April 21, 2019, we found out that I had cirrhosis of the liver. It was Easter Sunday.
We were having our families Easter celebration the day before and I just wasn’t feeling right. I felt bloated in my belly and my legs were swollen. I stayed home for most of the celebration but my wife did end up bringing me up there to eat lunch. I didn’t eat much so I knew I really wasn’t feeling that great. My wife ended up taking me back to my mother in laws and I said after our Easter celebration was over and I took the girls home, I wanted to go to the ER.
When I ask to go to the ER, you know something is not right.
We went to Baylor in Sunnyvale, TX around 10:30 pm that night. I initially told the doctors that I thought that I might have strep because my throat was sore and I was having a hard time breathing. Boy was I in for a surprise!! They took a lot of blood and I ended up going down for a sonogram. At about 5:30 am, Easter morning, the doctor came in and said that I had cirrhosis of the liver.

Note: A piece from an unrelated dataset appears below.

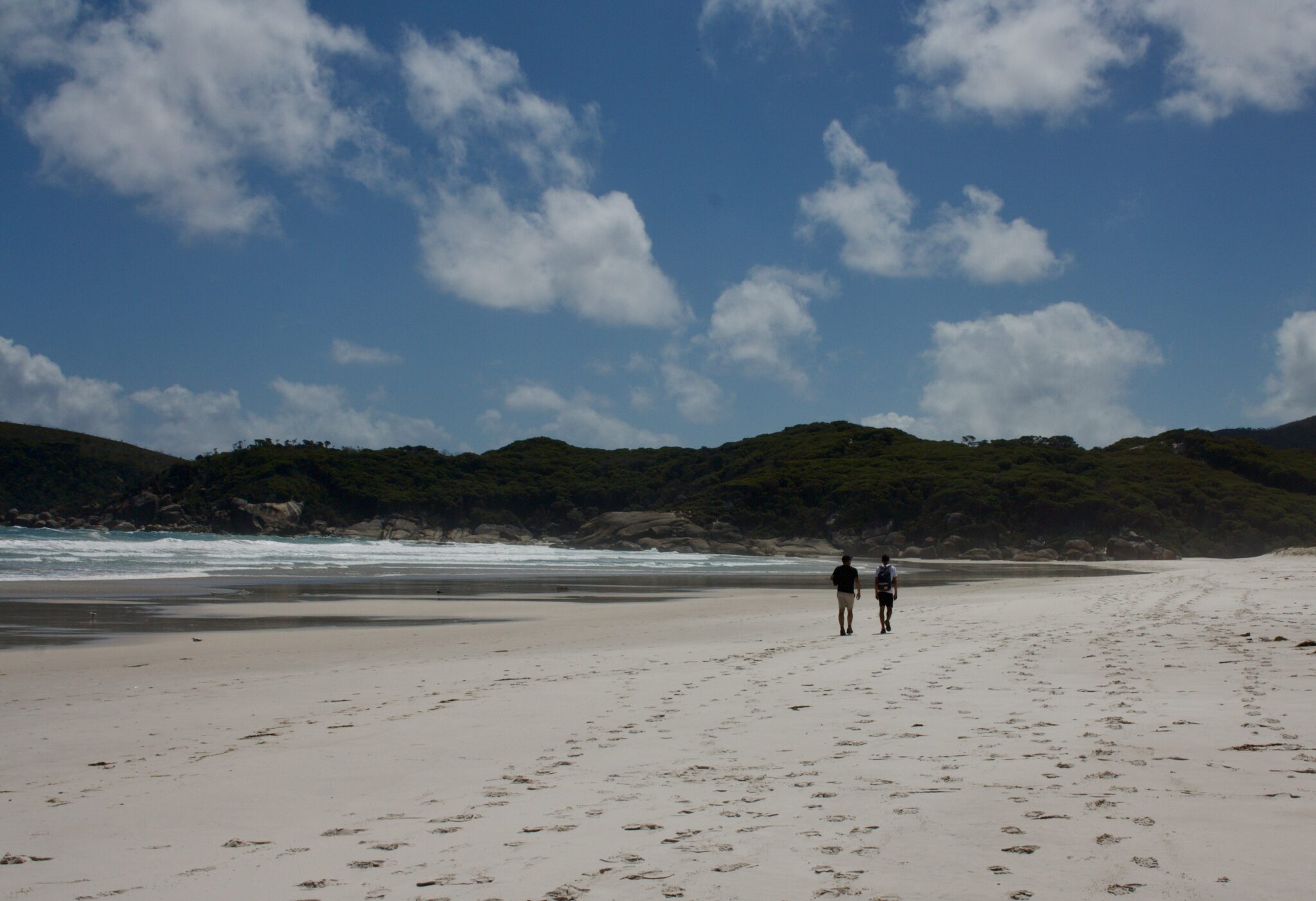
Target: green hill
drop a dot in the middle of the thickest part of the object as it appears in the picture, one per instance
(54, 470)
(1292, 436)
(1193, 491)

What? But I don’t drink. I mean I have like 3 – 4 drinks a YEAR but that shouldn’t cause this. That can’t be right. This can’t be happening. They told us that I would have to be admitted because I had a lot of fluid buildup in my abdomen and that is what was causing the swelling and the breathing difficulties. Everything went from slow as molasses to lighting speed (at least in my mind). Is there a cure? What needs to be done to correct this? What could have caused this?
They admitted me and I had 8 liters of fluid taken off of my abdomen. I had more but they didn’t want to take it all because it could be bad and cause issues. I was in the hospital till Wednesday and then I got to come home. And from there my liver journey truly started.
I found out so much over the last year. And to be honest the journey went in a direction that I eventually thought that it would go in, but I thought that it would be years away instead of 8 months. My doctor’s suggested that I go in for the TIPS procedure. This was to help with my fluid buildup. It was scheduled for November 20th. After the procedure things went wrong fast. I was part of the 1% that TIPS does not work for and it caused my liver to go into failure. Two days later, I had a bad episode of HE (Hepatic Encephalopathy), and was put on the transplant list on December 1st. On Thursday, December 5th, they came into my room and told me they may have a liver, but it was considered high risk. My wife asked what that meant, and the Dr told her they it had been exposed to Hep B but it didn’t have it. Around noon, they came back in and said that it was a viable liver and started to prep me for surgery. At 5pm, that evening, they started the transplant surgery, it lasted til 1am the next morning. I stayed out of it until around December 20th when I started to become lucid and remember things. That Christmas, I spent in the hospital, but was lucky to spend it with my son, three daughters and my wife. My wife never left my side during my entire stay in the hospital. I can’t tell you the gratitude I want to give to the donor family. If it wasn’t for my liver donor, I wouldn’t be able to be here today, so we are trying to not take anything for granted, also I get to spend more time with my son, who we had just adopted last October.
I am thankful that so far everything is going good but we know that it can change in a heartbeat, November 20th proved that to us. Thank you all for your continued prayers and support for me. I just wanted to let you all know how this started. I didn’t tell a lot of people about it but it’s time to share because maybe something that you read will prompt you to go and get yourself checked out. I had been told over the last several years that I had a fatty liver but it was always followed with “but just watch your diet and you will be ok” and you see where I ended up. Take care of yourselves.